I used an Old Roy dog food sack for my Topsy Turvy. Their a woven plastic fiber. Only fear I have is that the cotton strings might rot out to soon. Next time I'll restitch them with plastic baler twine. They are working great and didn't cost anything. A plastic barrel makes a great potato grower. Put some small gravel in the bottom, about six inches and drill a couple small drain holes, but not too many or too big. Put a little dirt on top of that and plant the spud. As the potato grows keep adding dirt so as not to cover all of the leaves. Water daily and alot. When the barrel is full of dirt keep watering hard and alot. Rain water works best if you can catch it. If the the leaves start to yellow back off the water a bit. When the plant dies don't think you have to "dig the spuds" right away. They will keep growing as long they have water for about ten days to 2 weeks. To harvest, tip the barrel over and roll it around. Kids love this part. If everything went even half good you should get a couple of 5 gallon buckets of yukon golds. Tires work too. Keep stacking them as the plant grows. Water is the key. 5 gallons when the barrel is full isn't too much. Taters are about 85%
water. Good luck.
 
That sweet corn sure looks nice. I would like to have a little more ground. I have about about 30 tomatoes and 8 pepper plants in that little garden behind the planter. I have some on wire cages made from heavy reinforcement wire.
That's more than enough for 2 of us and our daughter always want some. Hal
 
another good and easy way to plant is inside of concrete blocks, put the blocks along driveway, or flower beds and fill with good soil. No weeding and easy to water, when crop is harvested pull out plants and remove blocks. Good luck Amo
 
I have about a tenth of an acre garden. Grow beans, squash, sweet corn, watermellons, tomatoes, broccoli, potatoes, a few flowers and basil. One thing you can do in a small space is follow-up planting. Plant beans after radishes, lettuce or spinach, or let squash or pumpkins run in the corn. Put cukes on a trellis. This year I tried planting double rows of beans and will do a second planting when these get a bit taller. A good book on companion planting is "Carrots Love Tomatoes" by Louise Riotte. Tells which veggies like each other and which do not.

Larry in Michigan
 
do any of you do the CANNING put in JARS?

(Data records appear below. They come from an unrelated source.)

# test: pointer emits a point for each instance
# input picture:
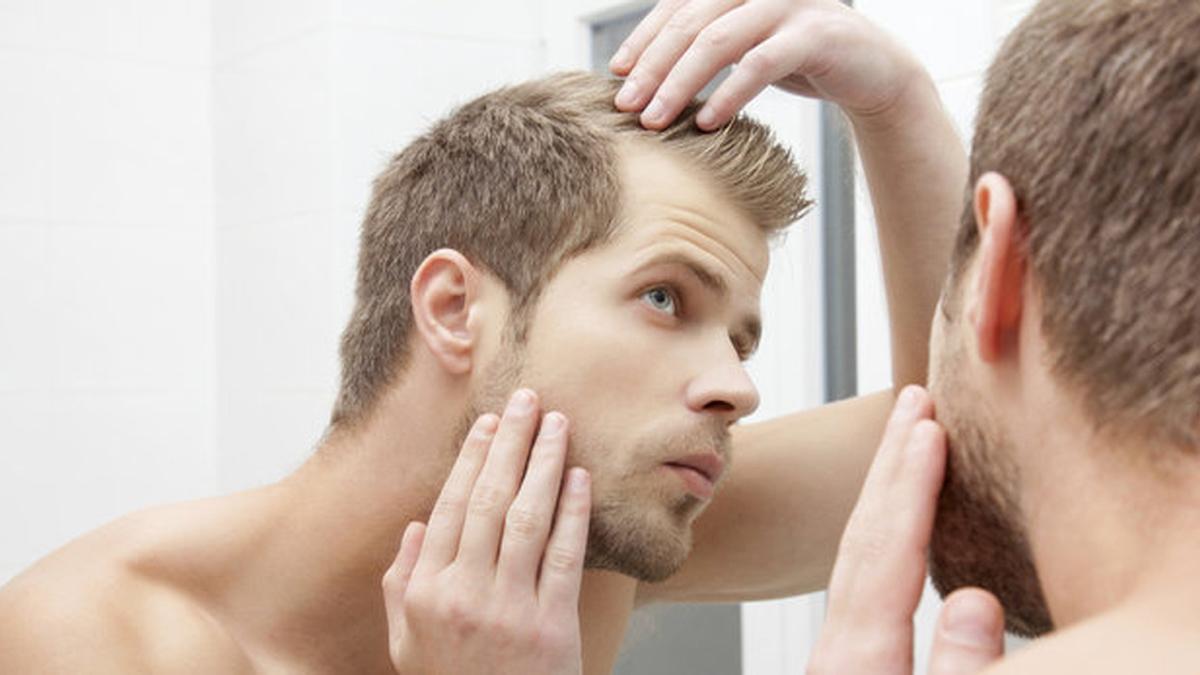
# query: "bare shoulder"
(84, 610)
(1114, 644)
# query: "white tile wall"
(129, 309)
(275, 131)
(24, 162)
(513, 21)
(129, 144)
(952, 37)
(283, 293)
(25, 298)
(106, 266)
(243, 27)
(75, 460)
(162, 31)
(265, 434)
(385, 101)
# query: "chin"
(648, 543)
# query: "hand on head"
(817, 48)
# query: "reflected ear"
(444, 292)
(995, 305)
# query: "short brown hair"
(519, 180)
(1092, 112)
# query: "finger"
(665, 49)
(633, 47)
(450, 511)
(395, 581)
(718, 45)
(881, 561)
(498, 482)
(562, 567)
(774, 59)
(529, 518)
(970, 633)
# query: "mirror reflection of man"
(1065, 370)
(539, 237)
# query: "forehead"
(672, 207)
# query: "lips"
(709, 465)
(699, 473)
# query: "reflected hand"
(817, 48)
(881, 565)
(492, 584)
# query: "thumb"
(395, 581)
(970, 633)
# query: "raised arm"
(773, 529)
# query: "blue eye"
(661, 299)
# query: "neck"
(1111, 525)
(319, 541)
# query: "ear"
(995, 310)
(445, 292)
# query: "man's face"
(979, 535)
(640, 341)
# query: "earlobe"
(444, 291)
(996, 310)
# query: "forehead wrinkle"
(700, 225)
(708, 278)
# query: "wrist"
(915, 102)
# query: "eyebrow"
(750, 332)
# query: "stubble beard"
(979, 537)
(629, 533)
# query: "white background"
(180, 187)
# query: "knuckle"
(447, 505)
(715, 37)
(487, 500)
(461, 616)
(561, 559)
(864, 544)
(760, 61)
(523, 523)
(419, 602)
(682, 19)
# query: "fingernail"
(522, 401)
(487, 424)
(628, 95)
(654, 111)
(970, 621)
(577, 479)
(552, 423)
(619, 58)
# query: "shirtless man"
(1066, 372)
(634, 332)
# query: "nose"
(724, 390)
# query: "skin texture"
(1116, 569)
(287, 578)
(504, 581)
(880, 572)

I grew up doing that with both my sides familys. and every one dones it, it all started in the 1930's! can't remember how many jars we have and some broken some are new!

am going to do it this year. yeah I have some green beans too hope it keeps up.
 
When I was single, I did the canning, freezing, jam-making, and bread baking. Nice to have a wife to do it now.

Larry in Michigan
 
My wife still cans tomatoes. We wash them, then I scald them and my wife packs them quart jars.
She just made strawberry preserves too. Will do tomatoes this summer.

When we were kids both our parents canned everything. Her mom and dad even made saurkraut and they made applebutter by the copper kettle every Fall. They canned sausage, green beans, lima beans, beets, cucumber pickles, peaches. A lot of this was put in 2 quart glass jars. My wife's mom said she canned 200 quarts of peaches when they were on the farm. They didn't go to the store all the time like we do now. They raised everything. They canned sweet corn too. My wife would freeze the corn. She always cut the kernel's off and scrapes the cob to get all that milky juice. It always tasted like it just came out of the garden. I always grew Silver Queen corn it looks like field corn from the tall stalks and big ears. We all grew white potatoes
and sweet potatoes. My nephew still does canning and has written a book on it.

My mom's sisters canned a little different they used tin cans for canning. They even put their
sausage in tin cans. Just about every farmer had hogs back then a few to sell and a few to butcher.
That changed around here when you couldn't ship milk if you had hogs. You could take your grain and corn to a grist mill and have flour and corn meal made. My wife's mother said they had a barrel of each made. Looks like we may be heading back to some of our old ways. A lot of kids growing up now don't even know where milk comes from. Our daughter wasn't old enough to remember milking then we took her to the PA Farm Show in Harrisburg and the farmers were milking their cows. The milk was being piped into a cooling tank and you could see the milk flowing.